Stability AI expands its generative AI model offerings with the launch of Stable Video 3D (SV3D).
As the name suggests, SV3D is a generative AI video tool designed to render 3D videos. Building on the foundational Stable Video technology, which allows users to create short videos from images or text prompts, SV3D enhances video capabilities for novel view synthesis and 3D generation, making substantial improvements over the previous Stable Video Diffusion model.
With SV3D, Stability AI adds significant depth to its video generation technology, enabling the creation and transformation of multi-view 3D meshes from a single input image. This model is now available for commercial use with a Stability AI Professional Membership, priced at $20 per month for creators and developers earning less than $1 million annually. For non-commercial purposes, users can download model weights from Hugging Face.
Here’s a quick video demonstration I generated. While there may be slight distortions, the object forms in the video remain coherent and stable as the camera rotates.
Target Use Cases: Game Creation and E-Commerce
“By adapting our Stable Video Diffusion image-to-video model with camera path conditioning, Stable Video 3D generates multi-view videos of an object,” the company noted in a blog post about the new model.
“Stable Video 3D is particularly valuable for generating 3D assets in the gaming sector,” said Varun Jampani, lead researcher at Stability AI. “It also produces 360-degree orbital videos that enhance the immersive shopping experience in e-commerce.”
From Stable Zero123 to SV3D
Stability AI is well-known for its Stable Diffusion text-to-image generative AI models, including SDXL and Stable Diffusion 3.0, the latter currently in early research preview. The open-source Stable Diffusion 1.5 model underpins many AI image generation and video platforms, such as Runway and Leonardo AI.
In December 2023, Stability AI released the Stable Zero123 model, which introduced new capabilities for 3D image creation. Emad Mostaque, founder and CEO of Stability AI, stated that this model was the first in a series focusing on 3D technologies.
SV3D adopts a different approach to 3D generation compared to Stable Zero123.
“Stable Video 3D serves as both a successor and an enhancement of our earlier model, Stable Zero123,” Jampani explained. “This new model employs a novel view synthesis network that generates multiple novel view images from a single input.”
In contrast to Stable Zero123, which relies on Stable Diffusion to output one image at a time, SV3D leverages Stable Video Diffusion models to produce multiple novel views simultaneously, resulting in superior quality and more effective 3D mesh generation from a single image.
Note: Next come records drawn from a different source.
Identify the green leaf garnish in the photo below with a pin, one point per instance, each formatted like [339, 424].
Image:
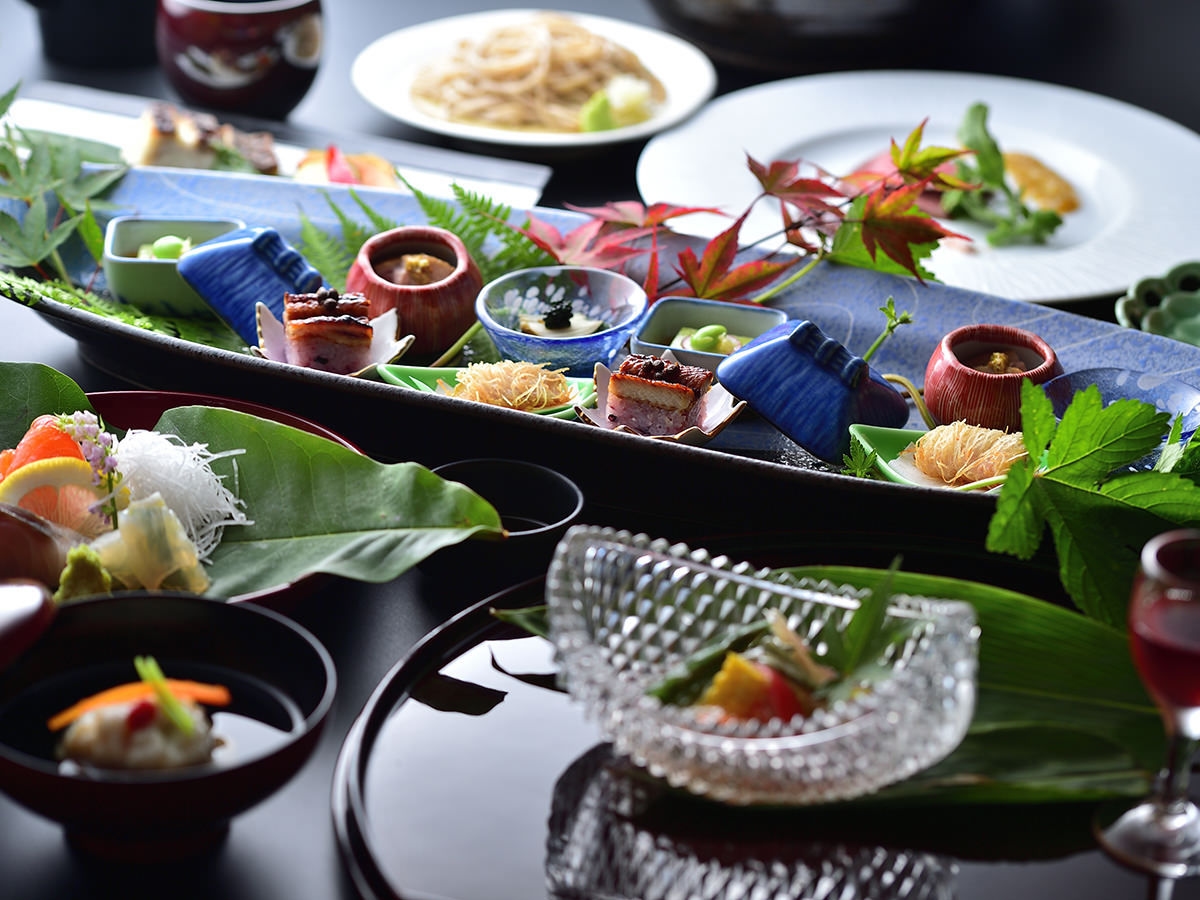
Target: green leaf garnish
[151, 673]
[1081, 483]
[1014, 222]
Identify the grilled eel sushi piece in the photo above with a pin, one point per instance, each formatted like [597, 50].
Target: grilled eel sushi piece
[657, 396]
[328, 330]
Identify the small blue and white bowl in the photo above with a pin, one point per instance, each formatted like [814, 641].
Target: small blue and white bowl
[154, 286]
[615, 299]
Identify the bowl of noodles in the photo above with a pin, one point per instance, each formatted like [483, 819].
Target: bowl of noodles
[534, 77]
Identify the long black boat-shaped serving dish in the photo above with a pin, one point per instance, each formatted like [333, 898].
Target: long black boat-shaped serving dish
[750, 478]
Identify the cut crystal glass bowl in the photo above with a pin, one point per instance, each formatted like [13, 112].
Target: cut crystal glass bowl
[625, 610]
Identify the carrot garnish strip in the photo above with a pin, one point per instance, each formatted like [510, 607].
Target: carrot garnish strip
[213, 695]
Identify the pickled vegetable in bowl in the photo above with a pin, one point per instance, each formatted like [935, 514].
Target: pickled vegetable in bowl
[281, 684]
Consistent Views from Any Angle
A research paper by Stability AI discusses techniques for generating 3D visuals from a single image through latent video diffusion.
“Recent advancements in 3D generation adapt 2D generative models for novel view synthesis (NVS) and 3D optimization,” the report states. However, many existing methods face challenges with limited perspectives and inconsistent outputs.
SV3D's primary strength lies in its ability to provide consistent multi-view images of an object, offering coherent perspectives from various angles. The research paper emphasizes this advancement, stating, “Unlike prior approaches that struggle with restricted views and inconsistencies, Stable Video 3D provides coherent views from any angle with effective generalization.”
In addition to enhancing view synthesis, SV3D aims to optimize 3D meshes. Its multi-view consistency allows for high-quality 3D mesh generation directly from the outputs produced.
“Stable Video 3D utilizes its multi-view consistency to optimize 3D Neural Radiance Fields (NeRF) and mesh representations, significantly improving the quality of generated 3D meshes,” Stability AI stated in their announcement.
Two Varieties: SV3Du and SV3Dp
SV3D is available in two variants, each catering to distinct use cases.
SV3D_u generates orbital videos from single image inputs without requiring camera conditioning. Camera conditioning involves additional input, often an image or parameters related to camera perspectives, guiding the generation process.
Conversely, SV3D_p supports both single images and orbital views, empowering users to create 3D videos along specified camera paths.